A teenager died after her oxygen tube became blocked as she was moved onto a hospital trolley during emergency surgery, a coroner has ruled.
Jasmine Hill, 17, suffered a fatal cardiac arrest shortly after undergoing a procedure on her neck at Gloucestershire Royal Hospital.
Assistant Coroner for Gloucestershire Roland Wooderson said the most likely cause of the breathing tube obstruction was when the teenager was moved from the operating table to a recovery bed.
Recording his findings following a three-day inquest, the coroner said: “I find on balance of probabilities that the sudden catastrophic crisis faced by Jasmine was the obstruction of the inspiratory limb of the breathing system caused at the time of the rotation of the bed.
Gloucestershire Coroner’s Court heard the teenager, from Cirencester, had been re-admitted to the hospital after her neck swelled five days after undergoing a thyroidectomy in September 2020.
Doctors thought the site of the surgery in her neck may have been infected after the wound became red and swollen and had failed to respond to antibiotics.
It was decided Miss Hill needed to go to theatre to clean the wound under general anaesthetic.
The procedure took less than an hour and the teenager, who wanted to be a journalist or writer, went into cardiac arrest shortly after she was moved by staff from the operating table to a bed.
Data recovered from a surgical machine showed there was a 30-second break in the administration of oxygen via the endotracheal tube shortly before she suffered the cardiac arrest.
The court heard that Miss Hill’s family believe the ET tube had been squashed by the wheel of the trolley as she was moved.
It was also suggested she could have bitten on the tube as she coughed and began to wake up.

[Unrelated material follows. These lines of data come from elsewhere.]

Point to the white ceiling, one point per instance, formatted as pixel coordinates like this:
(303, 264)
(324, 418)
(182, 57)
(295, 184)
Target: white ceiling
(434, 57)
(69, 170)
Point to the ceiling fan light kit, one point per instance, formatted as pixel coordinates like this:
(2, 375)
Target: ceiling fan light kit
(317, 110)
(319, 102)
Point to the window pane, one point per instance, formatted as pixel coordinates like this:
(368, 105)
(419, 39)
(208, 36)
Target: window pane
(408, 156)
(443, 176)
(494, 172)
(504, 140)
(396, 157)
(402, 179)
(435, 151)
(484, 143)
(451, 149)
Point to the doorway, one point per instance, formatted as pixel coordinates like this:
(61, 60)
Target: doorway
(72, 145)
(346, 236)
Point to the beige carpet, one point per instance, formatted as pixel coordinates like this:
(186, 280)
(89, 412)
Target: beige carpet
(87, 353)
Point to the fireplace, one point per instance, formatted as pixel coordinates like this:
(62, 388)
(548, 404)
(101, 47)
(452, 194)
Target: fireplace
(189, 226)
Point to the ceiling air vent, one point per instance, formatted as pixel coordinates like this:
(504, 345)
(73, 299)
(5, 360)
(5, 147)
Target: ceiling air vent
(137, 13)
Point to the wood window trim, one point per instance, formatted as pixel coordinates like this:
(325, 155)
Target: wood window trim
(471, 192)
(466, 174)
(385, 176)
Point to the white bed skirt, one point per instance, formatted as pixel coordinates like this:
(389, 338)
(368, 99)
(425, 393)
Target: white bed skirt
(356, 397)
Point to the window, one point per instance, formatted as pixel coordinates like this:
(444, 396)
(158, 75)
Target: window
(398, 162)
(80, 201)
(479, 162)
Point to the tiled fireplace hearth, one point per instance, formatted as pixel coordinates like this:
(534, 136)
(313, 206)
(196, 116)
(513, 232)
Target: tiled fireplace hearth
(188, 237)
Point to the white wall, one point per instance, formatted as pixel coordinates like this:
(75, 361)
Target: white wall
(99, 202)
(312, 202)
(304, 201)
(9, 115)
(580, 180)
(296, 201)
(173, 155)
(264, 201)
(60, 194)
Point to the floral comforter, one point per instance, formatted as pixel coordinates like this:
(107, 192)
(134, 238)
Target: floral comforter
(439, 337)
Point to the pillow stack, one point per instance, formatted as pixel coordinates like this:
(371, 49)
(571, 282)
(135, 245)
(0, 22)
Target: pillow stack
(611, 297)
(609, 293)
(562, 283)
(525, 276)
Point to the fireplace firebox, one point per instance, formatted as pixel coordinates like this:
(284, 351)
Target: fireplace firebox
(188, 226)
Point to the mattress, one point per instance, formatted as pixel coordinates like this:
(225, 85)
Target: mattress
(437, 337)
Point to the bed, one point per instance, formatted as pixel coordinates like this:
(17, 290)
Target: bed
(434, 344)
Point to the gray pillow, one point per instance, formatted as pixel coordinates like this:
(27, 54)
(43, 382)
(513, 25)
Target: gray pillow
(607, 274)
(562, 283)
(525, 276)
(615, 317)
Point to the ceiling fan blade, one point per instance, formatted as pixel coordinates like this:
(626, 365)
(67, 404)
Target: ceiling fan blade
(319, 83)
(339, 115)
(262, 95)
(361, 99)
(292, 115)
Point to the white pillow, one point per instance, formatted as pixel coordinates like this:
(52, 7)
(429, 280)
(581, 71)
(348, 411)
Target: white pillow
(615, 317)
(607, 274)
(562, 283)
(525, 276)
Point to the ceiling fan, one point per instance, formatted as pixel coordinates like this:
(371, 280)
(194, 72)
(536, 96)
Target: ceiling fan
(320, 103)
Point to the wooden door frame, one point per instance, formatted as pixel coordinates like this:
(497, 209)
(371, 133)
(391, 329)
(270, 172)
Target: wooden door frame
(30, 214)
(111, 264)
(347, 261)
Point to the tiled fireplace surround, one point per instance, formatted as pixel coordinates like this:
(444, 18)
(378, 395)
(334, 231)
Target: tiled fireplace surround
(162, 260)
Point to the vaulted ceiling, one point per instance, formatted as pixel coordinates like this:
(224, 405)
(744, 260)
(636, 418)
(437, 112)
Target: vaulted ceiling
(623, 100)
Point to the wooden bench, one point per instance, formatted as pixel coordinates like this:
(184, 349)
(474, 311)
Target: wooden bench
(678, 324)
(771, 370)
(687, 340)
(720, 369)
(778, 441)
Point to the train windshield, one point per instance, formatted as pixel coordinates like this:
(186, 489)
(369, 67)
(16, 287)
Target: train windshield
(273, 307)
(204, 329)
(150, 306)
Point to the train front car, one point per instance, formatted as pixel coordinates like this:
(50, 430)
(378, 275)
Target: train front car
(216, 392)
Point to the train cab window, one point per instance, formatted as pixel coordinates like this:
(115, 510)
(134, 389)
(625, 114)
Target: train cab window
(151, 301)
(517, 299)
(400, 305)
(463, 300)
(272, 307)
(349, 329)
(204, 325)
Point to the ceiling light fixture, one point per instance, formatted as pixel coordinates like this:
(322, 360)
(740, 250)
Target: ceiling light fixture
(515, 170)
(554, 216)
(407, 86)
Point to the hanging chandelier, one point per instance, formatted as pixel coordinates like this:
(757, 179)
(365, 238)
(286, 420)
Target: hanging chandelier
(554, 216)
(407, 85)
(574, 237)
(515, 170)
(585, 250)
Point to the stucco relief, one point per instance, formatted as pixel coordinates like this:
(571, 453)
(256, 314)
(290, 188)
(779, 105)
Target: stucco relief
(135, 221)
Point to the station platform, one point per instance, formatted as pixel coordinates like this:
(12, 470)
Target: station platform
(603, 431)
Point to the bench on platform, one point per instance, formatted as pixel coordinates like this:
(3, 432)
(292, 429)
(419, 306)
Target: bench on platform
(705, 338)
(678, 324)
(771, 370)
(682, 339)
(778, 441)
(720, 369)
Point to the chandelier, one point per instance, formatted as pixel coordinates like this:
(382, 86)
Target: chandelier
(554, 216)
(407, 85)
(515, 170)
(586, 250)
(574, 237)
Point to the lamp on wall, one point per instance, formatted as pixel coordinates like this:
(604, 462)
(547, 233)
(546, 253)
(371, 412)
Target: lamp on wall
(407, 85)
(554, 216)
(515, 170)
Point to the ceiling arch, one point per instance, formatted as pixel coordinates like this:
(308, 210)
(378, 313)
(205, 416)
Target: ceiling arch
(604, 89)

Giving evidence, the consultant anaesthetist said: “In my opinion the most likely explanation for the sudden catastrophic event was an obstruction of the breathing line probably due to the rotating of the bed to aid the transfer.”
Prof Hardman said, having heard all the evidence given during the inquest, there was nothing that would lead him to change his conclusion.
Detailing his conclusions, the expert said he had ruled out other causes such as displacement of the tracheal tube and biting.
He said the presence of a pulmonary edema – the build-up of fluid in the lungs – in Miss Hill, who was young and fit and healthy, was “very unusual”.
“The only other real possibility is obstruction of the tubing going from the anaesthetic machine to the tracheal tube,” he said.
“The next observation that leads me to believe this is an obstruction of the delivery of fresh gas to Jasmine’s tracheal tube is that the progression of hypoxia was remarkably rapid.
“The only way realistically to deoxygenate this rapidly is to obstruct the supply of fresh gas.
“That movement of the bed provides an opportunity for the wheels of the bed or any other equipment to roll over the breathing system tubing.
“There have been previous disasters described where that is exactly that has happened where the bed has been moved and obstructed breathing systems.
“I remember being told about it when I was a junior trainee back in the last century. I think it remains a possibility and a clear danger to patients.
“I believe attaching (the) breathing system to the side of the table demonstrates ongoing awareness of it being a risk.
“If the breathing system tubing was obstructed, and fresh gas supply to Jasmine’s airway was denied, it more than minimally and materially contributed to her death.”
A post-mortem examination was unable to establish the cause of the teenager’s death.
In his conclusions, Mr Wooderson said he accepted Prof Hardman’s evidence and “conclusions without reservation”.
Recording a narrative conclusion, he added: “She died as a result of complications arising during a routine operation.
“There was an obstruction in the tube leading from the hospital ventilation equipment to her endotracheal tube which compromised her ability to be oxygenated and which triggered severe pulmonary edema.
“The obstruction occurred at the time that the bed was being rotated and was likely caused by this.”
In a statement released at the end of the inquest, Miss Hill’s family said: “We’re grateful that the coroner uncovered what happened that day to our beloved Jasmine.
“She was a kind, creative and loving spirit who made such an impact on the lives of others.
“In our overwhelming grief, we have struggled to get answers from the hospital over the past two years and while it has been extremely hard to come to terms with what happened, we hope that the findings of this situation will contribute to preventing such a tragedy happening to any individual or family ever again.”
Solicitor Sevim Ahmet, from Fieldfisher who represented the family, added: “Finding the answers as to how Jasmine died was made more difficult by the trust’s conduct in disclosing evidence late and omitting key information from the records provided to the coroner’s expert.
“Without our medical expert highlighting the likely cause, Jasmine’s family would still be in the dark.
“What is now clear is that Jasmine’s death was avoidable and I know her family will take some small relief if new safety recommendations around anaesthesiology result so that other families do not suffer similar devastation.”
Professor Mark Pietroni, director of safety and medical director at Gloucestershire Hospitals NHS Foundation Trust, said: “We would like to extend our heart-felt sympathies to the family of Jasmine Hill for their tragic loss.
“We have only just received the coroner’s verdict. We will consider it carefully in order to understand its implications in detail.”